Date Published
Opinion: Ecosystem thinking is the biggest shift in fintech in the past 10 years
Anyone who still views finance tech in 2026 as a collection of individual tools is thinking too small. The real game-changer of recent years isn’t just another dashboard, the next AI feature, or even a better expense form. The biggest shift is the shift toward ecosystem thinking.
I mean something very specific by this: Today, the value of a finance solution no longer stems primarily from the individual application, but from its ability to work seamlessly with other systems, partners, and data flows. Anyone who underestimates this buys modern software and still ends up building old silos.
CFOs, in particular, should take this very seriously. Because in finance, data silos are not a cosmetic problem. They cost speed, transparency, and ultimately, the ability to steer the business.
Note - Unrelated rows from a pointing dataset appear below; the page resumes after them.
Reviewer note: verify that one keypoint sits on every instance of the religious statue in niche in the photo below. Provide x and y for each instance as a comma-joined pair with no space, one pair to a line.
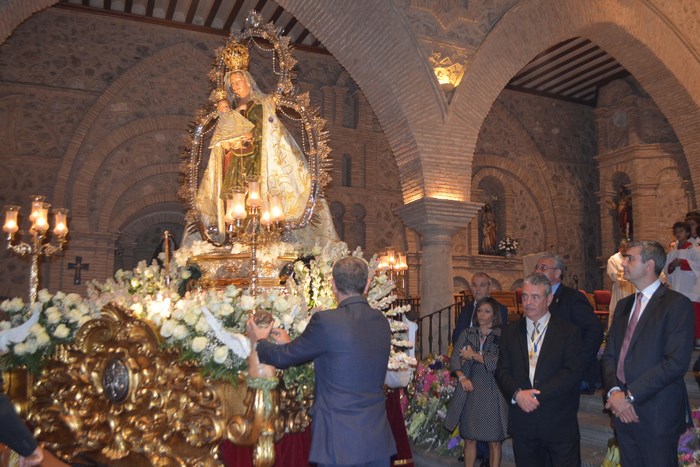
250,143
623,211
489,230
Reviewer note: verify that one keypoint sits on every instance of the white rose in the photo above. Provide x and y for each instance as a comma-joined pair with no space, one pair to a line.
221,354
202,325
287,319
61,331
166,330
30,346
191,317
281,305
137,308
199,343
225,309
53,315
301,325
44,296
72,299
20,349
247,302
180,332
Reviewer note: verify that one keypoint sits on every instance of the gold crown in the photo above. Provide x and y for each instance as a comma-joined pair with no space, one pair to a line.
236,56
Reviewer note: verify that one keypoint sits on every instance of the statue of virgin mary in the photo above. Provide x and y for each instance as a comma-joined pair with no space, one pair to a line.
264,150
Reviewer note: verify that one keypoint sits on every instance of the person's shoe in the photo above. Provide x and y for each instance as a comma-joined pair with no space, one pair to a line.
586,388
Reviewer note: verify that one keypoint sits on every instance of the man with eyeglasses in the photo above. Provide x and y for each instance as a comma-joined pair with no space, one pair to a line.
481,288
573,306
645,361
538,371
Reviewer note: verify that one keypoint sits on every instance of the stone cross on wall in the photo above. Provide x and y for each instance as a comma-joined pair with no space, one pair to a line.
78,266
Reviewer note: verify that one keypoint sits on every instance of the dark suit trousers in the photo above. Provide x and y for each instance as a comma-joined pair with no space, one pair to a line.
533,452
639,448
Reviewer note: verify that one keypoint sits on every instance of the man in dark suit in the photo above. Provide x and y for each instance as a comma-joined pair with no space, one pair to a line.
645,359
481,288
350,348
538,372
574,307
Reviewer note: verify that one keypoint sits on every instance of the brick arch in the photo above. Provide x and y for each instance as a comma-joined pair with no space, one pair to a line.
69,175
399,85
667,69
83,185
107,213
493,166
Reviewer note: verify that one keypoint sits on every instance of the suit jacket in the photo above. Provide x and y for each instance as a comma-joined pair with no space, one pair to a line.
657,358
13,431
573,306
350,349
557,376
465,317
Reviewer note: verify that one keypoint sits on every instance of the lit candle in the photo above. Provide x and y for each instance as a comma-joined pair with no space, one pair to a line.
37,204
276,210
11,219
60,222
266,216
238,205
253,195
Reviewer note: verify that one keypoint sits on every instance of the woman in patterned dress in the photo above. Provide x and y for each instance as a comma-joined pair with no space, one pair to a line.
477,404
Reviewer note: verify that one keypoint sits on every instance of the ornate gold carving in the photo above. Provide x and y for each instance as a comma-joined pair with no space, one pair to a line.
170,415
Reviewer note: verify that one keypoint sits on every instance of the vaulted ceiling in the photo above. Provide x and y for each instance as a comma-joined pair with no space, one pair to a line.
572,70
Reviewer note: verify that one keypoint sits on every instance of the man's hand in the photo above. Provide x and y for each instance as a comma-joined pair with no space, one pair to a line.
527,400
255,332
621,408
34,458
280,336
467,353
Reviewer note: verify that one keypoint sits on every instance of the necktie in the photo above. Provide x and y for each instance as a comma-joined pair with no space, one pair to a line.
628,337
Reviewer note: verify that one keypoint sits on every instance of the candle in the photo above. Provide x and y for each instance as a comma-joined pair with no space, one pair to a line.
276,210
253,194
266,216
11,219
238,205
41,222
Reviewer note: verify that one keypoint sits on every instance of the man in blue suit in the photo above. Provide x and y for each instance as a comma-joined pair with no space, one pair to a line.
350,348
645,360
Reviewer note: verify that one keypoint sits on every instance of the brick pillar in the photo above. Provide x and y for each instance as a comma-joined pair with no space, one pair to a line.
436,221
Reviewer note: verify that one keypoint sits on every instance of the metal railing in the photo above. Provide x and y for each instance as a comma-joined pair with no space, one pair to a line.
436,321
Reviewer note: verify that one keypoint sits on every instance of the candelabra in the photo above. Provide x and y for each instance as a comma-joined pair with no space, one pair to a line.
38,246
396,266
253,220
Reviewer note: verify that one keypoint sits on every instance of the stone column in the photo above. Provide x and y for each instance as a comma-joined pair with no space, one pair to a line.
436,221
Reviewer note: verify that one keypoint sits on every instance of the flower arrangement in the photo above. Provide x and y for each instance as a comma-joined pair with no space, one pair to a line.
208,326
427,408
508,246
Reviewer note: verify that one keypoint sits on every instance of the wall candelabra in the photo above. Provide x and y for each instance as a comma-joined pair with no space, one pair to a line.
40,244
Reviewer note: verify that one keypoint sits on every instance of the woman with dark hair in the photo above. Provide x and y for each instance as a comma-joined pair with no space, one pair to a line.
477,404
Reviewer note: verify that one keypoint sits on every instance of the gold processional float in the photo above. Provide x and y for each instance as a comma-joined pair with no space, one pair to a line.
116,394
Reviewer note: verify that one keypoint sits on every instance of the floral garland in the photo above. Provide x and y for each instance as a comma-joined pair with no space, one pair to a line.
207,326
427,408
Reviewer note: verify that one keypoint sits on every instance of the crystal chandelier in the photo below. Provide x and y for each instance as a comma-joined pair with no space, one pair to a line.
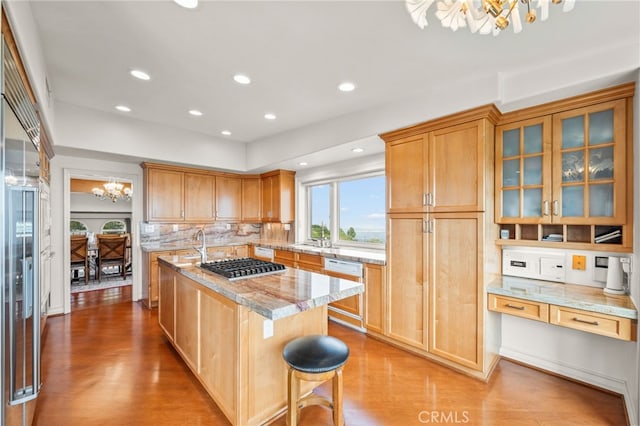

If expenses, travel, cards, ERP, approvals, compliance, and accounting are not conceived as an ecosystem, the finance function remains bogged down in operational tasks instead of actively steering the company.
Market dynamics validate this shift. According to Gartner Platform Research, platform ecosystems are growing roughly twice as fast as standalone products. This isn’t just a marketing slogan—it’s a signal. The market no longer rewards the best function in isolation. It rewards interoperability.
Why is that? Because financial requirements today are more complex and, at the same time, more integrated than they were ten years ago. Travel expenses are no longer just a process between employees and the accounting department. They involve the interplay of booking platforms, expense tracking, card logic, policy compliance, VAT handling, ERP posting, and reporting. If friction arises at any point, you’ll feel it all the way through to the monthly closing.
That’s exactly why I don’t view partner ecosystems and integrations as add-ons, but as core product features.
Let’s look at this practically. When Edi-app.io processes expenses digitally and in an audit-proof manner, Onesto intelligently embeds the payment and card context, and Atriis seamlessly integrates the travel sector, the CFO doesn’t just get a set of tools. What emerges is a comprehensive control architecture. Employees submit expenses in compliance with regulations, receipts flow in a structured manner, payments are traceable, and data lands directly in the right context. This doesn’t just save time. It improves decision-making.
And this is exactly where it gets strategic.
Many finance organizations still invest as if fintech were a shopping list: a tool for expenses here, one for travel there, then an approval solution, and perhaps a reporting layer on top. This almost always leads to more integration work on your end. You buy software, but you handle the orchestration yourself. That’s expensive, slow, and risky.
My clear opinion: CFOs should no longer buy individual solutions, but rather integrated value propositions. The right question in a software evaluation is no longer just: “What can the product do?” But rather: “What ecosystem does it operate in, how quickly can it be integrated, and which processes does it actually streamline end-to-end?”
This also changes the selection criteria. Today, I would evaluate every finance tech decision based on five key points:
First: Readiness for integration
Not PowerPoint integrations, but productive, robust connections to ERP, HR, maps, travel, and accounting.
Second: Data consistency
An ecosystem is only as good as its shared data logic. If master data, cost centers, VAT rules, or posting information aren’t transferred accurately, it just creates unnecessary digital work.
Third: Governance
CFOs don’t need an open-ended playground; they need controlled interoperability. Roles, approvals, audit trails, and compliance must evolve alongside the ecosystem.
Fourth: Time-to-Value
An integration that looks promising on paper but requires nine months to complete is often a bad decision in practice.
Fifth: Partner Quality
Technology is always a matter of collaboration. Who are the partners? How deep is the connection? How clear is the shared roadmap? In this context, Edi-app.io, Onesto, and Atriis are not just logos on a partner slide. What matters is whether the collaboration delivers genuine process simplification for the customer.
This is the point at which finance tech comes of age. Not through more features, but through greater coherence.
I observe two types of CFOs in the market. Some are still optimizing individual process steps. Others are already shaping the ecosystem behind the process. The second group will prevail because they understand scaling differently. Not as more staff, not as more controls, but as a better-connected system.
If you, as a CFO in 2026, want to set a priority, make it this: Don’t just reduce manual work; reduce structural friction. Don’t view your expense, travel, and payment landscape in silos, but as a cohesive control environment. Don’t just ask your team where effort is being expended today. Ask where data breaks down, where responsibility shifts, and where systems don’t communicate with each other.
Because that is where the real potential for efficiency lies.
Ecosystem thinking isn’t just a tech trend for digital departments. It’s a leadership issue in finance. Those who get it right will build a finance function that operates faster, more robustly, and more intelligently. Those who continue to think in terms of individual products will end up with more tools, but no greater impact.
And that is precisely why, for me, ecosystem thinking represents the biggest shift in finance tech in the last ten years. Not because it sounds new, but because it determines whether technology in finance will finally function as a system.